Schmidt devotes much of this section to the Vietnam War and its intersection with Holling’s life: at the national level, as he watches the news each night with his family, and at the community level, as he befriends Mai Thi and observes Mrs. Baker, whose husband is missing in action. At the section’s opening, Schmidt highlights the Battle of Khesanh, known as the bloodiest and most controversial battle of the Vietnam War. Holling notices the discrepancies between the White House’s boastful reports that “the enemy was about to give up” (166) and images on the news of wounded soldiers and marines “covering their heads as the mortars came” (166). Through Holling’s eyes, Schmidt draws attention to the controversial nature of the Vietnam War. He highlights major current events from the late 1960s to expose modern young people to this period in American history. From Holling’s perspective, young readers can gain accessible insight into a war they have probably not previously considered.
Along with reports of the war on the national level, Schmidt also highlights how the war affects Holling’s community. Mrs. Baker is clearly going through a difficult time of worry for her husband, Lieutenant Baker, evidenced by the tears and runny nose she blames on a cold. However, she has no choice but to carry on with her life as usual. Holling notes that she continues to pour into her students like a gardener watching the seeds she planted bloom. Her personal trials relate to the theme that people are more than their current title. While Holling sees Mrs. Baker as nothing but his teacher at the novel’s beginning, his perspective is gradually changing to see Mrs. Baker as a person with many aspects to her life: a husband she misses, a faith that she clings to, a love for literature, and a past as an Olympic runner.
Beyond Mrs. Baker, Holling’s friendship with Mai Thi also shows the effects of the Vietnam War on Holling’s small community. Holling struggles to understand why the school makes fun of her for her bravery in facing the rats. Schmidt shows how people who are scared and hurt can sometimes deal with their emotions by lashing out at the nearest person they can find to blame. Just as Mrs. Bigio uses Mai Thi as a recipient for her anger and grief over her husband’s death, so too do students treat Mai Thi as a recipient of blame. It is only at the section’s end that Mrs. Bigio reconciles with Mai Thi, and the reader sees the power of forgiveness as the two cling to one another at the chapter’s close.

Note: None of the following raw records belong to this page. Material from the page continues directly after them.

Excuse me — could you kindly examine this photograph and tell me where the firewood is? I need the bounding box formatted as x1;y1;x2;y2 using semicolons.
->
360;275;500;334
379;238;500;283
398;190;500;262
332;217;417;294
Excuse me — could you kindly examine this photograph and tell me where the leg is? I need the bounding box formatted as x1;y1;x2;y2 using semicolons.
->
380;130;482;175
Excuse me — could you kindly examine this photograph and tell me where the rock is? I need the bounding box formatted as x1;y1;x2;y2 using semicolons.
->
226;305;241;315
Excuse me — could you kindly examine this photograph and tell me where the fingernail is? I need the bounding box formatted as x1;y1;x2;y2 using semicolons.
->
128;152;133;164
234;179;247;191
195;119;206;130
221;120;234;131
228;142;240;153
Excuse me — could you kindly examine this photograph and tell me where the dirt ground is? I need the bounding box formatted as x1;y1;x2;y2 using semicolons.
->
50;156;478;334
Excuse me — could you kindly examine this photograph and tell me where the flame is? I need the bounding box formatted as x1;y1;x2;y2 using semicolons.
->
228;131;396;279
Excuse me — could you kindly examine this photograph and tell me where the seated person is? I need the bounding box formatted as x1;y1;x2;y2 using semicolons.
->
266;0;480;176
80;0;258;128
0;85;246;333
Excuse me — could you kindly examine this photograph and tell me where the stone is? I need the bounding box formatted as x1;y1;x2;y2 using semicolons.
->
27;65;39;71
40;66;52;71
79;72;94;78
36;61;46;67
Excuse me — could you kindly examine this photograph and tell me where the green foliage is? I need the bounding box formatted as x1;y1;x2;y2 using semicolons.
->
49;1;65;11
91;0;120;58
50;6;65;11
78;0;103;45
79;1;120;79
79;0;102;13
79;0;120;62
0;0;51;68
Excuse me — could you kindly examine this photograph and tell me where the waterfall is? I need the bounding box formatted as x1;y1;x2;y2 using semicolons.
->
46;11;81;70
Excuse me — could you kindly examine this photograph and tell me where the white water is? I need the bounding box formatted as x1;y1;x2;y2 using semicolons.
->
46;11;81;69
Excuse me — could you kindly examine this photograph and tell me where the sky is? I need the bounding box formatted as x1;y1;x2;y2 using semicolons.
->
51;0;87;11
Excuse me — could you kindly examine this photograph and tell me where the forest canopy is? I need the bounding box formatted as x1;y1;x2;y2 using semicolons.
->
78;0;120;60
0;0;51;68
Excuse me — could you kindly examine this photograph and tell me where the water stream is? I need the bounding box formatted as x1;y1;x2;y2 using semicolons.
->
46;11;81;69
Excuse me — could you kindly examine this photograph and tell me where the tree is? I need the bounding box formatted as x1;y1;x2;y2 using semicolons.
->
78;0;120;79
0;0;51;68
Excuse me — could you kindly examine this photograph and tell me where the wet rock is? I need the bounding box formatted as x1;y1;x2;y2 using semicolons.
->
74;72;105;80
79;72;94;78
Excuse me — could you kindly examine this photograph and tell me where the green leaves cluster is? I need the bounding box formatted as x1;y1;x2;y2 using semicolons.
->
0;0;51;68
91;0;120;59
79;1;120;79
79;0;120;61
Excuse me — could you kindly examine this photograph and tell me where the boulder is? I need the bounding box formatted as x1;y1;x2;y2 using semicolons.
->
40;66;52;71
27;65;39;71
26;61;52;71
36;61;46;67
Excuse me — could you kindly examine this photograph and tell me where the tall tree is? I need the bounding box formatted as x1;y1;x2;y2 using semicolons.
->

Schmidt balances the heavy, war-related focus of this chapter with an abundance of humor. Coincidence continues to play a role in Schmidt’s development of comedy, seen when Mrs. Sidman returns as a school board member. Unsurprisingly, she coincidentally undergoes more trauma when the long lost Sycorax and Caliban fall from the ceiling tiles directly into her lap. Schmidt uses this scenario to humorously bring many details of the novel to a head. Schmidt also uses humor to develop Holling’s voice as a junior high school student. He coaches Mrs. Baker in what to do (and what not to do) when the school board comes, and later, humorously describes his record-breaking run when an escaped Sycorax and Caliban chase him, giving him “the Big M” (180). Despite Holling’s expectation for an ominous day on the ides of March, the day ends favorably, though not without comedic snafus.